At the request of my companions I mounted this natural platform, when amid most enthusiastic plaudits from the friendly audience I spoke as felicitously as I could on the Transvaal and its resources, and dwelt upon the probable time, the countless ages, which had been consumed in the formation of the natural beauties we were viewing.

Before bidding farewell to this never-to-be-forgotten scene, we gathered together underneath the centre of the dome and sang “God save the Queen,” our guide, with the precision of a drummer, beating time on one of the pendant cones. I must not forget to mention that the echo which reverberated through this majestic hall reminded me most vividly of the Taj Mahal at Agra, and of the curious acoustic properties of that white marble mausoleum. But the distant notes of our driver’s bugle summoning us, we were suddenly reminded that we must again tempt the fortunes of “a cold, cold world,” and leave these mysterious caverns to the darkness of midnight and the silence of the grave.

After a day’s rest at Potchefstroom we went on to Pretoria (the seat of government since November, 1865), where we stayed the night, and started next morning for Marias’ Farm, sixty miles beyond Middleburg, where, as I have already told you. the mail service ceased. Here I and a fellow passenger were compelled to hire a special conveyance to take us on to the Duivel’s Kantoor, passing through the romantic Eland’s Valley and by the side of the Barret-Berlyn property. This village (the Kantoor), which is picturesquely situated at the very edge of the Drakensberg overlooking the Kaap Valley, was formerly the headquarters of the diggers for alluvial gold on the Godwaan plateau, and also the residence of the gold commissioner. I will refer to one of my letters for a description of the scene: “A short distance from the hotel where I am resting I have just seen one of the finest sights that has fallen to my lot to behold since I have been in South Africa. It is only a stone’s throw from the table where I am writing to the edge of the Drakensberg, but before the grand scene which I shall essay to describe to you bursts upon the view, the pathway twists and winds through such immense water-worn sandstone boulders, tossed as it were promiscuously around, and of every conceivable size and fantastic shape, that no wonder the illiterate and superstitious but God-fearing Boer imagined some supernatural power—the Devil himself, in fact—when in a capricious mood had taken a particular interest in the locality.

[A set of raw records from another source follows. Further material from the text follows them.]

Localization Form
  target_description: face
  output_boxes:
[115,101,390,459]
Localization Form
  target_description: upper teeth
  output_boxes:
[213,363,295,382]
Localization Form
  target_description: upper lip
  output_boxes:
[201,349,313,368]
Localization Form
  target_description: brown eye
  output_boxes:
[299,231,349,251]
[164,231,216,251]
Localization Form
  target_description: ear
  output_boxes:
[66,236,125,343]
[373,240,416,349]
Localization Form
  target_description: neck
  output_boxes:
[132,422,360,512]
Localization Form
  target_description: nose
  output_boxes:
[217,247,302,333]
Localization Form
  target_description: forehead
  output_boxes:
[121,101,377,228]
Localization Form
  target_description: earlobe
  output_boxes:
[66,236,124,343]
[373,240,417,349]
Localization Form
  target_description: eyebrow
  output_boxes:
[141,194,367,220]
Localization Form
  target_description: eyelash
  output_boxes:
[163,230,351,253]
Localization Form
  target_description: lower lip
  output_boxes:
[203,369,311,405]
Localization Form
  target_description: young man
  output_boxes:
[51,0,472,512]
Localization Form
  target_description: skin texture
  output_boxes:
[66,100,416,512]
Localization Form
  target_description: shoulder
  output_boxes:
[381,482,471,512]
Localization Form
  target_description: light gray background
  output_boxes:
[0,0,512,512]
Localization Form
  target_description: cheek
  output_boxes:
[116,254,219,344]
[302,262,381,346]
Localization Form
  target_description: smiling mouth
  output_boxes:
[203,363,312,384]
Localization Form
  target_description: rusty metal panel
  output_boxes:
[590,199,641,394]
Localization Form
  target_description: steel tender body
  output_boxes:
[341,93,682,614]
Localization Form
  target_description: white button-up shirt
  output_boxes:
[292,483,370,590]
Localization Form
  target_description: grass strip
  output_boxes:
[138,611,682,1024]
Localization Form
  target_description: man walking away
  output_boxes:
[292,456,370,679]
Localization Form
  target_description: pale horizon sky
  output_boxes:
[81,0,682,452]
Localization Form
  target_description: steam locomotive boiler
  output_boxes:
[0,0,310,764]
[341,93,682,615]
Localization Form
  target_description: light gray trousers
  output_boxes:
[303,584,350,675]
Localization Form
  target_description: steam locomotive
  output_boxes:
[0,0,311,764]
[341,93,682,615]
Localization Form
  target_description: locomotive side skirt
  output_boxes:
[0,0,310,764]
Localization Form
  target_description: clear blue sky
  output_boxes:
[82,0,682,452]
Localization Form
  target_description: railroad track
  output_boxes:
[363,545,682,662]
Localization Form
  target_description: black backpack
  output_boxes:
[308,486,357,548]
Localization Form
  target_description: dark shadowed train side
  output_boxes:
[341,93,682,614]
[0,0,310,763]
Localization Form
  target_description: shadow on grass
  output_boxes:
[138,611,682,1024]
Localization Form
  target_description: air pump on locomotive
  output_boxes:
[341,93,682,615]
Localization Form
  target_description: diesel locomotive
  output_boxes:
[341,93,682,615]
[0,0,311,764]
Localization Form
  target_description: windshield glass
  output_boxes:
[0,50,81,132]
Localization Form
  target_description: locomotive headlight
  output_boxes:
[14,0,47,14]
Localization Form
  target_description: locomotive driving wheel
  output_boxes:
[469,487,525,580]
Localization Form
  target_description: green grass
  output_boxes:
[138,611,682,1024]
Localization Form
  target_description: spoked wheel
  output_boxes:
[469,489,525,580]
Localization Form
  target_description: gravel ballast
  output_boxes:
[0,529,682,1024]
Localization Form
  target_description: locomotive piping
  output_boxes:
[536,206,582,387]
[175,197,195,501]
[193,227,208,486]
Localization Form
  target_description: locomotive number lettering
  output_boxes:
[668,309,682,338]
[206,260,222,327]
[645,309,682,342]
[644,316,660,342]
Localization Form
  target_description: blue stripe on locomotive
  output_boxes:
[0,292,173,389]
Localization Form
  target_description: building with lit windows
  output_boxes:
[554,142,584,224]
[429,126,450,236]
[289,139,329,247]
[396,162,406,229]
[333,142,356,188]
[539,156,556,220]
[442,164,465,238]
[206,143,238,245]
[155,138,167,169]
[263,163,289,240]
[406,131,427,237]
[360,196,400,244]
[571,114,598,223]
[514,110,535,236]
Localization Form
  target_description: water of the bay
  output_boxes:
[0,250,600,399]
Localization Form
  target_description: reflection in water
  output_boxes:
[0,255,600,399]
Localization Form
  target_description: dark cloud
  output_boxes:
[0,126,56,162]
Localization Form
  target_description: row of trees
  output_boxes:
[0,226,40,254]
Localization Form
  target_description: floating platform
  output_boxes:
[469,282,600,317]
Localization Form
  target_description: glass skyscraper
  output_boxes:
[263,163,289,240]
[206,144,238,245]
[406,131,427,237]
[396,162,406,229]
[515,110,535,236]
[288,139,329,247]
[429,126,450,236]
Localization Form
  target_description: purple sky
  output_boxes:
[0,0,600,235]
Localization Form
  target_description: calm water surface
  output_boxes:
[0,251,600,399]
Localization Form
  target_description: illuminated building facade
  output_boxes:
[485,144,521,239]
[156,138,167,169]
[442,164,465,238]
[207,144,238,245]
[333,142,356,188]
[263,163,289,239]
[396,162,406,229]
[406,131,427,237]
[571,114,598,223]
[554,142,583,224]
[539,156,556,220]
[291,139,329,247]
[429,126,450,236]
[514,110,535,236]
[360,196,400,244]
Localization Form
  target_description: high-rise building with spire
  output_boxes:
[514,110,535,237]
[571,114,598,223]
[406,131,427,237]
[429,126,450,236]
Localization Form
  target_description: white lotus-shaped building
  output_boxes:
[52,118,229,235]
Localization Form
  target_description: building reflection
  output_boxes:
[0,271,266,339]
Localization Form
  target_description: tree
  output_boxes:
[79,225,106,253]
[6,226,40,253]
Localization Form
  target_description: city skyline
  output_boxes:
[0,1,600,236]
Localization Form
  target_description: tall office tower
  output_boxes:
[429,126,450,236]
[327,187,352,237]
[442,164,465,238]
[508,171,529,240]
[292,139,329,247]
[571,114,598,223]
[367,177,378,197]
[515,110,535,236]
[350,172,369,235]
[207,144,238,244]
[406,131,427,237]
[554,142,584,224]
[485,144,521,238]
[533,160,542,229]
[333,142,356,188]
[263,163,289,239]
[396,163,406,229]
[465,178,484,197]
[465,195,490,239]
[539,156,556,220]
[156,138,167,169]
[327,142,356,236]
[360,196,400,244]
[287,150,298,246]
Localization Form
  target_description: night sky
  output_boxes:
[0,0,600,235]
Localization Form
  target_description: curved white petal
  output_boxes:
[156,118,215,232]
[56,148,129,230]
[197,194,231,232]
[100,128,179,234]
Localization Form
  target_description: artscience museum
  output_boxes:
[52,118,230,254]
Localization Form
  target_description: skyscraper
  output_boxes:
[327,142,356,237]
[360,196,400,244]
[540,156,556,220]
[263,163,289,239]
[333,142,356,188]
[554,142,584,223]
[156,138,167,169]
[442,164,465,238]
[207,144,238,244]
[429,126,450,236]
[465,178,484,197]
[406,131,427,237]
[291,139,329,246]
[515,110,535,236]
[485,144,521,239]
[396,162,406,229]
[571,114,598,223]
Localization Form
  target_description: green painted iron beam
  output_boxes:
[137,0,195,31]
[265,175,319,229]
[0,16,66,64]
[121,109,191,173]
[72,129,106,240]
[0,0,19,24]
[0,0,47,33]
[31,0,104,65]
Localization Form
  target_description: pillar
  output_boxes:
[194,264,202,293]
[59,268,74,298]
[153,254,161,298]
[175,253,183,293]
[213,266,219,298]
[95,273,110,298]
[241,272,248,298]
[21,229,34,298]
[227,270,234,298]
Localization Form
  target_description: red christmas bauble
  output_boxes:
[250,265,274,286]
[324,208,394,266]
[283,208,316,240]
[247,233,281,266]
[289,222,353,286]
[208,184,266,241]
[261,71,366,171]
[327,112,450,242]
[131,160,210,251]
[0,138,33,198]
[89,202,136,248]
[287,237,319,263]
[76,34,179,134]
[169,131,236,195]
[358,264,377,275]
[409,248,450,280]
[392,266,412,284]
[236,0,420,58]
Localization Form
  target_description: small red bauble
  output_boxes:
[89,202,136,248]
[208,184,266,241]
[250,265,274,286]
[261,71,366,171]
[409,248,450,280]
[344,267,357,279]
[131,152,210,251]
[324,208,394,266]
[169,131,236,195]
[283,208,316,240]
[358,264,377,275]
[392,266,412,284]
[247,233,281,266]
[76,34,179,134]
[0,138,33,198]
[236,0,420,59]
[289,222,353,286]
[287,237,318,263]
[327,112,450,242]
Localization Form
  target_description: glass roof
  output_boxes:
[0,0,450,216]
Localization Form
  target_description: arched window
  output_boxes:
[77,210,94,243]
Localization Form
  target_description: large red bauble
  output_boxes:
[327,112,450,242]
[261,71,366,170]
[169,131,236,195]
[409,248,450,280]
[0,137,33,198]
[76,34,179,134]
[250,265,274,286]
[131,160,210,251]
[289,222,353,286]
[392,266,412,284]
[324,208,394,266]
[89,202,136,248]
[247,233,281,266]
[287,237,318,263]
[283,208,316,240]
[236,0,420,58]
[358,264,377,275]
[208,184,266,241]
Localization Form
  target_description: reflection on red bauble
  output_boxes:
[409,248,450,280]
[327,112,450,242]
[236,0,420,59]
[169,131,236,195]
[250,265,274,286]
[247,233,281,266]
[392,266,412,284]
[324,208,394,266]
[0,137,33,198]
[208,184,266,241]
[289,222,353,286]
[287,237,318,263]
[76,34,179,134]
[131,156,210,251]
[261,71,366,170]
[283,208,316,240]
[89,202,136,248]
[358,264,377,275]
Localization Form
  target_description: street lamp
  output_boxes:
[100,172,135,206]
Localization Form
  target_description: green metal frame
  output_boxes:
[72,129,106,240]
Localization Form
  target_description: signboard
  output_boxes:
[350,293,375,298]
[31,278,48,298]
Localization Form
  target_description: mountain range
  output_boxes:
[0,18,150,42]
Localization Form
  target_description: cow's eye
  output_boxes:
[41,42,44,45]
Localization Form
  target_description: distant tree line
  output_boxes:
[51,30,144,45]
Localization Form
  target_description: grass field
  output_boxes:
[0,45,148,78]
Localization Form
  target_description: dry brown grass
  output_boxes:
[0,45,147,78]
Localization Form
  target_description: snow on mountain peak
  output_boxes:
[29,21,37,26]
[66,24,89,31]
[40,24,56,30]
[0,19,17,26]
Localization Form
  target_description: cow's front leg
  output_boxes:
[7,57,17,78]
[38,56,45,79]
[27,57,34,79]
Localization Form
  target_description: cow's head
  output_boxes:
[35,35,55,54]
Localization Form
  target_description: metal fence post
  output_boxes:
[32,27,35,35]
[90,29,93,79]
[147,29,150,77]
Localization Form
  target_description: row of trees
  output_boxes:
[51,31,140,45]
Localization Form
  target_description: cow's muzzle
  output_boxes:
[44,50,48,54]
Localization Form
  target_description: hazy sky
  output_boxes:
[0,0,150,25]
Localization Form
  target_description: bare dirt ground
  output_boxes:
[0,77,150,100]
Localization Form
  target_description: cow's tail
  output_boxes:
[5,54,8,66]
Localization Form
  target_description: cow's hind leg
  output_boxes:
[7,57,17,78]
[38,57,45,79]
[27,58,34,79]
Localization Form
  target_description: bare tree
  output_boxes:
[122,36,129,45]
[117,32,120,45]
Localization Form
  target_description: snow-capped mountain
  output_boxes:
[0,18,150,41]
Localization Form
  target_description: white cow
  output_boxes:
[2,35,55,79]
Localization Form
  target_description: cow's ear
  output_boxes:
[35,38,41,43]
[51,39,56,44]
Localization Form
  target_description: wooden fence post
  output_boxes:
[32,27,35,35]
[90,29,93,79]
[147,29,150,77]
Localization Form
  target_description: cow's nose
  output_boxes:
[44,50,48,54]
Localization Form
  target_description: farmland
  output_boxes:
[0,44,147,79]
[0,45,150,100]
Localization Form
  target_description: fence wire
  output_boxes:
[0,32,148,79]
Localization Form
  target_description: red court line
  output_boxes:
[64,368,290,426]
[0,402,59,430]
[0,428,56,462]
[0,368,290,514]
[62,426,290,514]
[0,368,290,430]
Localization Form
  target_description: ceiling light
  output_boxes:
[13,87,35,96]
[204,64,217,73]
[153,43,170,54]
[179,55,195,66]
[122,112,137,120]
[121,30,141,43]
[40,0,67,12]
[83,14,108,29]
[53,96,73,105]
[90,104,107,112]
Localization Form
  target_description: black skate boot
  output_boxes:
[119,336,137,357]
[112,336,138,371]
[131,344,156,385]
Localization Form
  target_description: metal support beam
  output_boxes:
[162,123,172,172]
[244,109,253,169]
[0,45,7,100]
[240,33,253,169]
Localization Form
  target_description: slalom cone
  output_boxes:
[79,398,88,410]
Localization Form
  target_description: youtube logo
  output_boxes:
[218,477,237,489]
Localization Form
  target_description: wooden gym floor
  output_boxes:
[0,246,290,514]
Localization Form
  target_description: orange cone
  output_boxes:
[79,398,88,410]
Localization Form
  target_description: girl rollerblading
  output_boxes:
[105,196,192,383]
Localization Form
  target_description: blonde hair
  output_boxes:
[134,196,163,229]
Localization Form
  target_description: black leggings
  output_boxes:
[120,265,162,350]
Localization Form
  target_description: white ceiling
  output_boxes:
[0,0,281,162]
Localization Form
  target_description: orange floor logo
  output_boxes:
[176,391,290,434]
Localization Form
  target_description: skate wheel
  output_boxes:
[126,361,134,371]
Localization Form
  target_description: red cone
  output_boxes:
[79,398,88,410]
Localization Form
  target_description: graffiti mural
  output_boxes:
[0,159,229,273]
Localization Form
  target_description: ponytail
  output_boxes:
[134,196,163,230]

“You have not forgotten, I am sure, our trip to the Falls of the Tugela in 1870, where, in one unbroken sheet, we saw that river leap over the Drakensberg 1,800 feet. I can even now picture to myself the view from the top of the Berg, a spot where few save the prowling Bushmen, with their poisoned arrows, have ever been; and can well remember how I feasted my eyes on the vast expanse below, studded with the homesteads of enterprising British colonists. I have been, as you know, on Majuba’s heights, and have seen the rocks up which General Smith and his plucky band resolutely climbed on that eventful Sunday morning, performing one of the most heroic feats of modern times—and I have lingered for hours on Table Mountain, viewing the magnificent panorama of Capetown, with its docks and shipping, the picture framed on the one side by the green of its beautiful suburbs, and on the other by the blue of the mighty Ocean. But these all pale before the view of the Kaap Valley from the Duivel’s Kantoor.